Paper
28 March 1995 High-resolution synaptic weights and hardware-in-the-loop learning
Taher Daud, Tuan A. Duong, Mua D. Tran, Harry Langenbacher, Anilkumar P. Thakoor
Author Affiliations +
Proceedings Volume 2424, Nonlinear Image Processing VI; (1995) https://doi.org/10.1117/12.205250
Event: IS&T/SPIE's Symposium on Electronic Imaging: Science and Technology, 1995, San Jose, CA, United States
Abstract
Artificial neural network paradigms are derived from biological nervous system and are characterized by massive parallelism. These networks have shown the capabilities of processing input-output mapping operations even where the transformation rules are not known, partially known, or ill-defined. For high-speed processing, we have fabricated neural network architectures as building-block chips with either a 32 X 32 matrix of synapses or a 32 X 31 array of synapses along with 32 neurons along a diagonal for a 32 X 32 matrix. Reconfigurability allows a variety of architectures from fully recurrent to fully feedforward, including constructive architectures such as cascade correlation. Further, a variety of gradient-descent learning algorithms have been implemented. Additionally, the chips being cascadable, larger size networks are easily assembled. An innovative scheme of combining two identical synapses on two respective chips in parallel nominally doubles the bit resolution from 7 bits (6-bit + sign) to 13 bits (12-bit + sign).
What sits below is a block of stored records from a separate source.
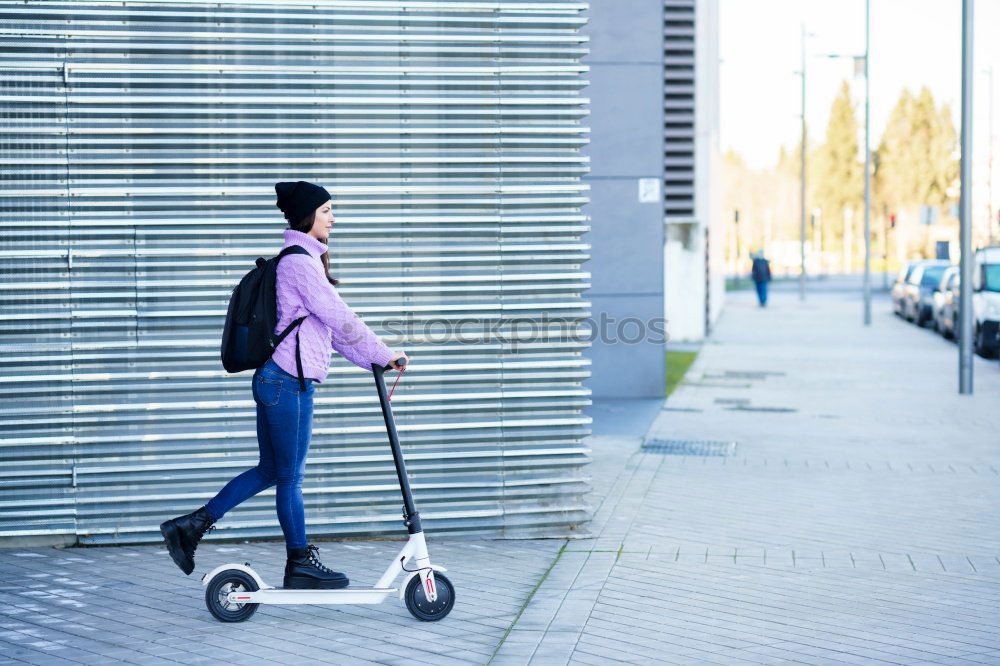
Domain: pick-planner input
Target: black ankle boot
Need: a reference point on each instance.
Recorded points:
(182, 535)
(304, 571)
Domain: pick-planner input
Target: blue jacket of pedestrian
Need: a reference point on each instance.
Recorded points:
(761, 270)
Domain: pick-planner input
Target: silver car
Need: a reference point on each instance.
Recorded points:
(899, 287)
(946, 302)
(918, 290)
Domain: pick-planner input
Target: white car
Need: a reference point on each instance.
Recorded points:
(986, 301)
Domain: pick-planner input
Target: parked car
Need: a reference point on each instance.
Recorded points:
(899, 287)
(918, 289)
(986, 301)
(945, 302)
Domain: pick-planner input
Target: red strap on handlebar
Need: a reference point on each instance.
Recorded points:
(396, 382)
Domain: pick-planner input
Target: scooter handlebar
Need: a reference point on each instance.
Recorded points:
(401, 364)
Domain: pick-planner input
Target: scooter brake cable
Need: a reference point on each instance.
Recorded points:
(401, 371)
(403, 567)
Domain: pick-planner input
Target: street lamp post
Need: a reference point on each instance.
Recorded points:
(867, 288)
(965, 210)
(868, 177)
(802, 179)
(989, 162)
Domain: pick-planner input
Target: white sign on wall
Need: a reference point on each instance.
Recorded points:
(649, 190)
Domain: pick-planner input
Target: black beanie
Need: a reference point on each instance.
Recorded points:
(299, 199)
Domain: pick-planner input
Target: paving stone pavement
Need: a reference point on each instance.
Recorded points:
(855, 522)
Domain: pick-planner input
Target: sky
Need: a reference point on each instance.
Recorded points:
(913, 43)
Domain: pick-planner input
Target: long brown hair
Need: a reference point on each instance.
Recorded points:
(304, 225)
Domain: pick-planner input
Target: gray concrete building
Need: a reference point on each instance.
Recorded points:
(653, 140)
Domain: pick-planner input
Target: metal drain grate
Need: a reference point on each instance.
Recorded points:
(775, 410)
(689, 447)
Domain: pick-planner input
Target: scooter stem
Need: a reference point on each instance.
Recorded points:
(410, 516)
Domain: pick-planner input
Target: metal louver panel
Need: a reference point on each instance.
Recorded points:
(140, 145)
(679, 108)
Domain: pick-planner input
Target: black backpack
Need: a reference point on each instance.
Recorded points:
(248, 339)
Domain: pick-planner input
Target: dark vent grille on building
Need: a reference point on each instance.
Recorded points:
(679, 114)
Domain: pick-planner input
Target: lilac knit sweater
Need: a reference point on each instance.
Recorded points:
(302, 289)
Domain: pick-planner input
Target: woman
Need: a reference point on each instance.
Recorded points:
(284, 410)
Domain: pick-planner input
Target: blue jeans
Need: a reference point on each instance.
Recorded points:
(284, 428)
(762, 292)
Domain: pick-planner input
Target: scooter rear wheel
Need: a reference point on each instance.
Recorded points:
(230, 580)
(430, 611)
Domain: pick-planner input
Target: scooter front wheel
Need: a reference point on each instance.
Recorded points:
(217, 593)
(430, 611)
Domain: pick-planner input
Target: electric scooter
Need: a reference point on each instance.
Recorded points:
(233, 591)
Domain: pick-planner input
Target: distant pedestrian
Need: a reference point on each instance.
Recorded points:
(761, 274)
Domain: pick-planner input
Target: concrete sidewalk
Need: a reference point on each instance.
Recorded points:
(853, 521)
(856, 521)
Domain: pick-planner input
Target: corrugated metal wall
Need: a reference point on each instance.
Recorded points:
(140, 145)
(679, 106)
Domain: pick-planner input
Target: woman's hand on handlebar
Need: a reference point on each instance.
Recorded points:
(398, 360)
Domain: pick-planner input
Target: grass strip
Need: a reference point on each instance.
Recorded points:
(678, 363)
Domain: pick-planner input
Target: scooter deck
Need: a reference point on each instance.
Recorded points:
(347, 595)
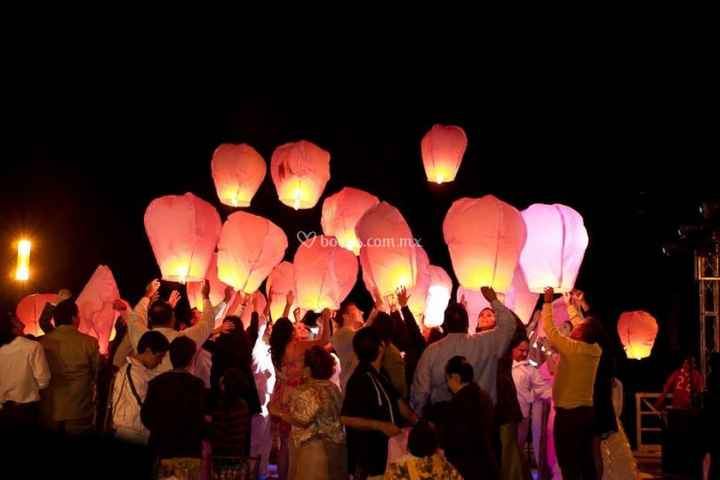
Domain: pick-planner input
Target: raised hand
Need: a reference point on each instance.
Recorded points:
(489, 294)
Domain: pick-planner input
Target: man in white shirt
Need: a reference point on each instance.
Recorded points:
(130, 387)
(162, 319)
(23, 373)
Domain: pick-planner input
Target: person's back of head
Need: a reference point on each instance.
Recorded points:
(458, 365)
(65, 313)
(422, 440)
(366, 344)
(456, 320)
(235, 387)
(160, 314)
(182, 351)
(320, 363)
(384, 326)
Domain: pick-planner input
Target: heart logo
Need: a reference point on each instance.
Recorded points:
(308, 237)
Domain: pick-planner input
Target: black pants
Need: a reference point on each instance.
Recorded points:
(574, 443)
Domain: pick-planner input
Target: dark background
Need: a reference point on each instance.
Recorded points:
(84, 158)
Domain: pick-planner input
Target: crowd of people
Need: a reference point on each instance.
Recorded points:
(331, 395)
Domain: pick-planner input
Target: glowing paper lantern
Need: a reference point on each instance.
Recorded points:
(485, 236)
(217, 288)
(95, 306)
(250, 246)
(300, 171)
(31, 307)
(476, 303)
(637, 331)
(238, 171)
(442, 150)
(22, 272)
(520, 299)
(418, 294)
(387, 255)
(324, 273)
(556, 243)
(438, 296)
(280, 282)
(183, 231)
(341, 212)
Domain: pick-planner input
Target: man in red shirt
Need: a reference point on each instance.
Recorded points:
(682, 389)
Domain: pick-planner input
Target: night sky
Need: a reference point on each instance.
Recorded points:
(83, 162)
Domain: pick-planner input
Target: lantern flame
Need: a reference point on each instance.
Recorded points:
(22, 272)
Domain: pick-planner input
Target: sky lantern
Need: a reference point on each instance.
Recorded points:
(520, 299)
(485, 236)
(387, 255)
(183, 231)
(476, 303)
(238, 171)
(418, 294)
(280, 282)
(22, 272)
(442, 150)
(438, 296)
(341, 212)
(31, 307)
(324, 273)
(555, 247)
(217, 288)
(300, 171)
(95, 306)
(637, 331)
(250, 246)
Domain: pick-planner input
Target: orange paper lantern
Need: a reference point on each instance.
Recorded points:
(30, 308)
(341, 212)
(637, 331)
(238, 171)
(387, 255)
(280, 282)
(324, 273)
(485, 236)
(300, 171)
(555, 247)
(217, 288)
(250, 246)
(183, 231)
(95, 306)
(442, 150)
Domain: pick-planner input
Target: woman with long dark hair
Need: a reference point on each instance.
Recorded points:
(288, 356)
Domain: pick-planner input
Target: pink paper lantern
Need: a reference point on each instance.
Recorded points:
(324, 273)
(438, 296)
(341, 212)
(183, 231)
(637, 331)
(95, 306)
(300, 171)
(476, 303)
(30, 308)
(485, 236)
(217, 288)
(520, 299)
(280, 282)
(418, 294)
(555, 247)
(238, 171)
(387, 255)
(442, 149)
(250, 246)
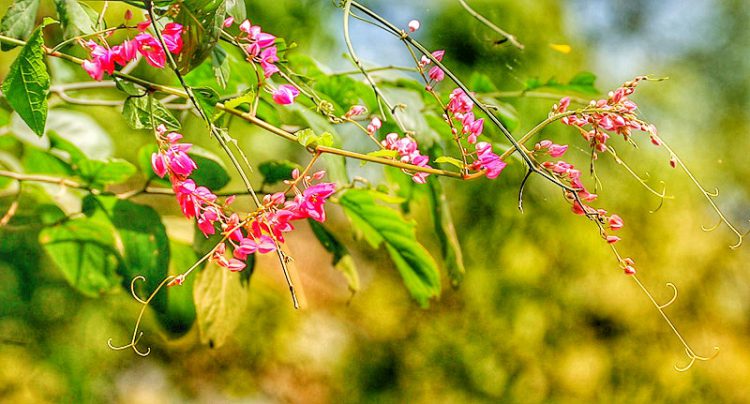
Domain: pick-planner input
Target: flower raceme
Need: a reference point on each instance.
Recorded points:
(262, 231)
(103, 58)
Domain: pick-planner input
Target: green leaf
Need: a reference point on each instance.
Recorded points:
(38, 161)
(202, 20)
(27, 84)
(85, 253)
(584, 82)
(111, 171)
(220, 300)
(450, 160)
(145, 248)
(179, 315)
(76, 18)
(342, 260)
(128, 87)
(60, 143)
(275, 171)
(220, 65)
(18, 22)
(236, 9)
(207, 98)
(308, 138)
(446, 232)
(137, 111)
(381, 225)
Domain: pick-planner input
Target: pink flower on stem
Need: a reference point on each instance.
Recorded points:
(285, 94)
(374, 125)
(436, 74)
(172, 37)
(488, 161)
(151, 50)
(355, 110)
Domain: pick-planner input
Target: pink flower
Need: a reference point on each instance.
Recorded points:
(436, 74)
(158, 164)
(264, 244)
(472, 127)
(172, 38)
(374, 125)
(489, 161)
(612, 239)
(124, 52)
(150, 48)
(615, 222)
(267, 59)
(355, 110)
(556, 150)
(94, 69)
(460, 103)
(285, 94)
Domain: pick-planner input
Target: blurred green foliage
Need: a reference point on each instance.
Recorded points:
(543, 314)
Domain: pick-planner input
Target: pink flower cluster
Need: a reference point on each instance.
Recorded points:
(554, 150)
(259, 46)
(616, 114)
(408, 152)
(261, 232)
(103, 58)
(459, 113)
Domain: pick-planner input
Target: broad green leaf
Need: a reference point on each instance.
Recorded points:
(202, 20)
(308, 138)
(85, 253)
(143, 237)
(60, 143)
(220, 301)
(145, 248)
(137, 111)
(481, 83)
(99, 173)
(342, 260)
(446, 232)
(40, 162)
(179, 315)
(27, 84)
(18, 21)
(76, 18)
(207, 99)
(275, 171)
(450, 160)
(381, 225)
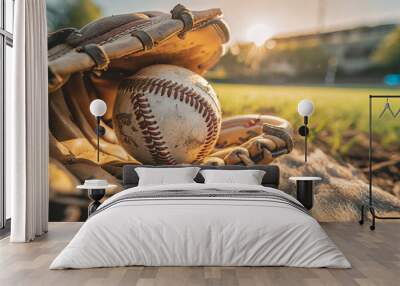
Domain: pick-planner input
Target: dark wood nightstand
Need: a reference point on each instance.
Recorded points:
(305, 193)
(96, 191)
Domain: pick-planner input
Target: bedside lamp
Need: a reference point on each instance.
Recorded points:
(305, 108)
(98, 108)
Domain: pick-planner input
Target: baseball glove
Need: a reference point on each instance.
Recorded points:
(91, 62)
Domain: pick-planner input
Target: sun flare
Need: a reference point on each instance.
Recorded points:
(259, 33)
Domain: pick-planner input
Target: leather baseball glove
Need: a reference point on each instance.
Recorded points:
(91, 62)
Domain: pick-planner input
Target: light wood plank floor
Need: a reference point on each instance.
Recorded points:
(375, 257)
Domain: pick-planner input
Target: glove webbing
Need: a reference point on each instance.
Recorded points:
(144, 38)
(97, 54)
(180, 12)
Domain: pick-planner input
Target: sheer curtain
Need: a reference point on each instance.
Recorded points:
(27, 124)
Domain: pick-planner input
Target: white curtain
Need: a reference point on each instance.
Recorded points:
(27, 124)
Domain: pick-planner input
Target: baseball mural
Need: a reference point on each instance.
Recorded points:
(167, 114)
(201, 85)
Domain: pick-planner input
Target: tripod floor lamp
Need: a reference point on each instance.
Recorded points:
(98, 108)
(305, 108)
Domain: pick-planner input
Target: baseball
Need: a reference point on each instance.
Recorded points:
(166, 114)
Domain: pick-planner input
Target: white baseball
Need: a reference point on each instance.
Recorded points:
(166, 114)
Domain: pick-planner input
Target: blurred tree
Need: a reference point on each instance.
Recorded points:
(388, 53)
(71, 13)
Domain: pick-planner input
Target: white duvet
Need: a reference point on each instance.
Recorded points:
(202, 231)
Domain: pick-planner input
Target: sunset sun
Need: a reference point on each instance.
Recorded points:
(259, 33)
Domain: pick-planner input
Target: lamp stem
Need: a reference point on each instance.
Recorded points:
(305, 147)
(305, 138)
(98, 140)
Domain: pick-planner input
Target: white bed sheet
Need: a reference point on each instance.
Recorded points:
(200, 232)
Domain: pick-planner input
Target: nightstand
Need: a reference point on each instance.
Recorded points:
(305, 190)
(96, 191)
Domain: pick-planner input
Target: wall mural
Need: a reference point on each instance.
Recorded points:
(192, 85)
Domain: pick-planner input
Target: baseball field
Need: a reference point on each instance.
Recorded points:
(340, 112)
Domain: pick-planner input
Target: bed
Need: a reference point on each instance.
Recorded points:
(197, 224)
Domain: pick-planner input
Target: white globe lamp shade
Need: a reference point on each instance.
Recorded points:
(305, 107)
(98, 107)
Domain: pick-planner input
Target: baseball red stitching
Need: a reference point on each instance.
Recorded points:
(148, 124)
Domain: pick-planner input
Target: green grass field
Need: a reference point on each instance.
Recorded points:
(337, 109)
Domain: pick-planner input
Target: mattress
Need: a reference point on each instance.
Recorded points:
(201, 225)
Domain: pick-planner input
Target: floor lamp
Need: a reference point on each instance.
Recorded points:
(98, 108)
(305, 108)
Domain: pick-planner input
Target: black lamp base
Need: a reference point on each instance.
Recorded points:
(304, 131)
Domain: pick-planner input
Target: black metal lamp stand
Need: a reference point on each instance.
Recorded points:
(370, 205)
(100, 131)
(95, 195)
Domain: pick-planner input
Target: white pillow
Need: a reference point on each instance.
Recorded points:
(166, 176)
(248, 177)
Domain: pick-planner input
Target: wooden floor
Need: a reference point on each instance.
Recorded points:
(375, 257)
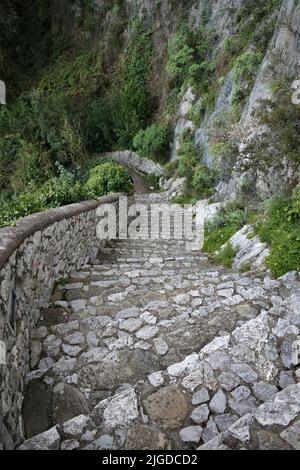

We describe the feedforward net obtained by assembly of 8 chips on a board with nominally 13 bits of resolution for a hardware-in-the-loop learning of a feature classification problem involving map-data. This neural net hardware with 27 analog inputs and 7 outputs is able to learn to classify the features and provide the required output map at high speed with 89% accuracy. This result, with hardware's lower precision, etc., compares favorably with an accuracy of 92% obtained both by a neural network software simulation (floating point accuracy of synaptic weights) and a statistical technique of k-nearest neighbors.
© (1995) COPYRIGHT Society of Photo-Optical Instrumentation Engineers (SPIE). Downloading of the abstract is permitted for personal use only.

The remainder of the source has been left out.